Note that we are not right\(Q\)Replace, because this is just used as long-term records, Q Each recalculates.

For each\(q_i\)We build a\(t\)Density function\(p_i(t)\)The text is assumed to meet the Gaussian distribution:

\(\mu_i, \sigma_i^2\)Estimates below:

Pay attention to the last order\(w^T\Psi^T = w^T\)Since\(\Psi\)is determined in advance.

We know

Actually solved is a discretization\(p_i(t)\)\(q_i\)and\(k_j\)The level of completion, and

In fact, it is solving expectations.

Now we have a continuous\(p_i(t)\)You can also get the last one in this way.\(z_i\):

When we take\(\psi\)When the Gaussian radial basis function, the above is displayed.

Now come out, where is it?

Original\(K\)Yes\(L\times d\)Now because we only need to calculate\(B^TW\)So actually only\(N \times d\)We can choose very large\(L\)But choose smaller\(N\)To avoid higher complexity.

### How to expand?

It is difficult to recalculate every time\(B\)If it is really, it is not a long-term memory.

The author takes a smart method, in fact, now\(B\psi(t)\)It can be seen as a\(d\)Weel vector function.

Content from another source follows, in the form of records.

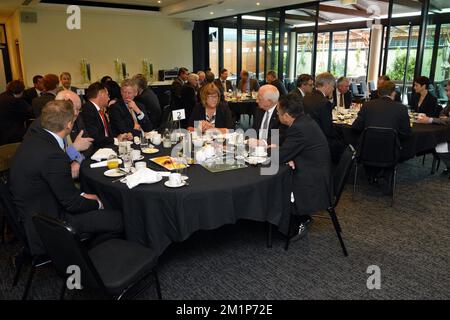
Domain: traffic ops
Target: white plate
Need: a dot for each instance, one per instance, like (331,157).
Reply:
(150,150)
(167,184)
(114,173)
(255,160)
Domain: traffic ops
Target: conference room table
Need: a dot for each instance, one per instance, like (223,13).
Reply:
(425,137)
(157,216)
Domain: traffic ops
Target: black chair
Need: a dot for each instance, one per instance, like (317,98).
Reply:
(114,267)
(340,177)
(379,148)
(25,256)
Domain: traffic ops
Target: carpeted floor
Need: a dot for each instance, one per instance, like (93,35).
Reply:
(409,242)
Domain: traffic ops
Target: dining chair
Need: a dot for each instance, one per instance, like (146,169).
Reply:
(113,267)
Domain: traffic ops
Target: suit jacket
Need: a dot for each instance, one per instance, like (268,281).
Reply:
(347,99)
(223,116)
(384,112)
(306,145)
(94,126)
(122,121)
(29,95)
(254,85)
(175,93)
(429,105)
(39,103)
(320,110)
(151,103)
(280,86)
(274,123)
(41,182)
(219,85)
(13,114)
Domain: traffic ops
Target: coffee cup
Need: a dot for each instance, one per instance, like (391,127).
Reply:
(156,139)
(136,155)
(140,165)
(175,179)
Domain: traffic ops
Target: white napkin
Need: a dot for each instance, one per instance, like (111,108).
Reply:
(103,154)
(103,164)
(144,175)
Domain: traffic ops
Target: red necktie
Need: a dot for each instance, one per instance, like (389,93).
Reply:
(105,122)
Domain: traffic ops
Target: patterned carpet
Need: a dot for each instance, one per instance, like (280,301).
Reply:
(409,242)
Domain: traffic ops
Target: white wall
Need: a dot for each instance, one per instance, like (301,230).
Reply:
(49,47)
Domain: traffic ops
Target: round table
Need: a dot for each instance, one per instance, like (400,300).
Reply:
(424,137)
(157,216)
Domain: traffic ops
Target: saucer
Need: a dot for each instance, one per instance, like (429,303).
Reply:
(168,184)
(150,150)
(114,173)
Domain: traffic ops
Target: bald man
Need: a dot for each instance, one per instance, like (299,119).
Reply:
(78,145)
(265,118)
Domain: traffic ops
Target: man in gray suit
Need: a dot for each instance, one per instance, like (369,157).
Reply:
(443,149)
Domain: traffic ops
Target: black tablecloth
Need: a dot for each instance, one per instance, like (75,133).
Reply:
(242,107)
(424,137)
(157,216)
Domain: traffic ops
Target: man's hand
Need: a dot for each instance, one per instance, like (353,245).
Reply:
(291,164)
(423,119)
(82,144)
(133,106)
(75,168)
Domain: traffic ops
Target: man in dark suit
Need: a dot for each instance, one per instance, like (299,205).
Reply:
(95,118)
(14,111)
(148,99)
(443,149)
(41,181)
(383,112)
(305,85)
(266,118)
(78,144)
(342,97)
(247,84)
(272,78)
(320,109)
(36,90)
(126,115)
(175,89)
(51,82)
(306,150)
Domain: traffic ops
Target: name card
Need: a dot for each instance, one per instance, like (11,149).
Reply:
(178,115)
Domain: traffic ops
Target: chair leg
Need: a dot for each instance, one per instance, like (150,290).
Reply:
(269,235)
(30,279)
(63,290)
(394,176)
(158,287)
(337,228)
(354,181)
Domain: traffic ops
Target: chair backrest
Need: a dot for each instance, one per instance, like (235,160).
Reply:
(12,215)
(7,152)
(379,147)
(342,172)
(64,248)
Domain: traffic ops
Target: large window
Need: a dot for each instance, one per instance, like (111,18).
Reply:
(305,46)
(249,47)
(214,50)
(358,53)
(230,52)
(323,49)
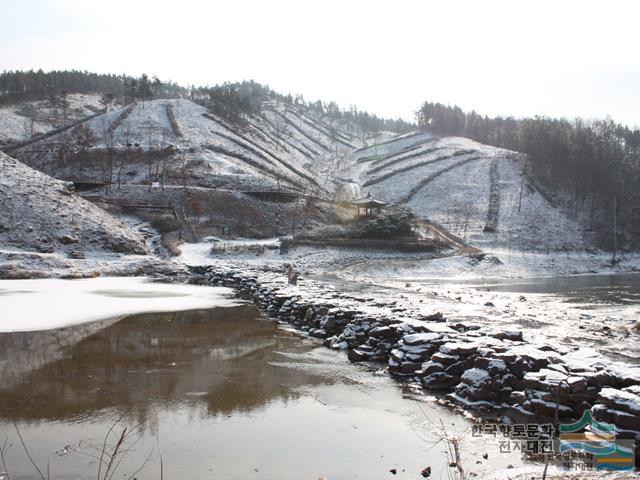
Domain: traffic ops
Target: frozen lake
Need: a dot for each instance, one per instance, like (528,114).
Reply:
(218,393)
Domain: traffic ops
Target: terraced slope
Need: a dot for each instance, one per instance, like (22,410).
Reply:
(284,146)
(477,192)
(41,214)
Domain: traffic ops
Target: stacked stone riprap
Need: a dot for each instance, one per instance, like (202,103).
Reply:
(620,407)
(478,368)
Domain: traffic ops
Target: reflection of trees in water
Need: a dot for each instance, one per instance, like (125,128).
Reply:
(218,359)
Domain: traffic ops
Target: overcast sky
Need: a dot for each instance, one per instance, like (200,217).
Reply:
(556,58)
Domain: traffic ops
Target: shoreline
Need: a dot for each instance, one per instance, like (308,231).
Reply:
(493,373)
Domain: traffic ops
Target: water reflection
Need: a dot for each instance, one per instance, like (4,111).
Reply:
(223,358)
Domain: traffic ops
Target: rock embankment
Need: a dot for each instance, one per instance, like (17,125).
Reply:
(489,370)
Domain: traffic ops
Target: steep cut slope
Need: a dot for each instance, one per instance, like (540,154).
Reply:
(476,191)
(41,214)
(20,122)
(164,138)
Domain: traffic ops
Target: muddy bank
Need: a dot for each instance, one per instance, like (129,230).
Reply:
(484,369)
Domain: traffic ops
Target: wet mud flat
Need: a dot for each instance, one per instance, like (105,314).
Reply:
(482,368)
(216,393)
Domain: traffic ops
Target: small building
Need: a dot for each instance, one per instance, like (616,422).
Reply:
(368,206)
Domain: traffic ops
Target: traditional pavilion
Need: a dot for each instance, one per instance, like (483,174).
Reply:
(368,206)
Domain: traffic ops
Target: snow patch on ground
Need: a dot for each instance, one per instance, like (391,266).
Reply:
(28,305)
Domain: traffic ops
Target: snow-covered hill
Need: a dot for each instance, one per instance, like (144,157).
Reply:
(286,144)
(478,192)
(20,122)
(39,214)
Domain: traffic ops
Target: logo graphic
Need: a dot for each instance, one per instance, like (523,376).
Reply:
(599,440)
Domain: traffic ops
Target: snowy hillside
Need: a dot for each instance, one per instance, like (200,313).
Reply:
(285,144)
(20,122)
(41,214)
(476,191)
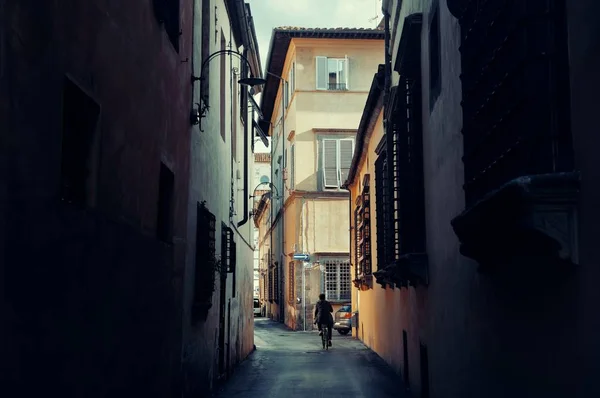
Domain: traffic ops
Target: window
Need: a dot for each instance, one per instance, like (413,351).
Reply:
(223,113)
(383,211)
(286,93)
(515,93)
(80,119)
(204,278)
(434,54)
(164,217)
(292,282)
(167,13)
(337,279)
(332,73)
(363,231)
(336,157)
(292,166)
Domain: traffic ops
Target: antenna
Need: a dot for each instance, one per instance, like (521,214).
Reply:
(376,17)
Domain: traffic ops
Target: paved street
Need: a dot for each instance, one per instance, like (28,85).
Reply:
(292,364)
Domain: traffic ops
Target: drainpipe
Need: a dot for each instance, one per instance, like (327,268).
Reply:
(350,229)
(387,60)
(282,259)
(246,193)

We first compressed it to\([0, \tau], \tau \in (0, 1)\):

So, the energy of the entire function is in\([0, \tau]\)In the rest of us\((\tau, 1]\)Come placed new\(X\).

We first\([0, \tau]\)Sampling\(M\)\(t_0, \cdots, t_{M-1}\)and get:

Plus new\(X_{new}\)We have

\(X\)Relivery to the above logic\(B\)Memory can be updated.

About how to sampling this\(M\)Point, the author puts a Sticky Memories method, and it is not well leaving to the density function.

### Experimental details

When watching this papers, what is this radial basis function?

Lift an author in Language Model:

Select 150 Gaussian radial basis functions\(\mathcal{N}(t;\mu, \sigma^2)\)

\(\mu\)from\([0, 1]\)Among the sample,\(\sigma \in \{0.01, 0.05\}\).

Also use KL scatter to prevent generalization. I feel that this interesting point is to compress this place, and\(\Psi\)Treatment.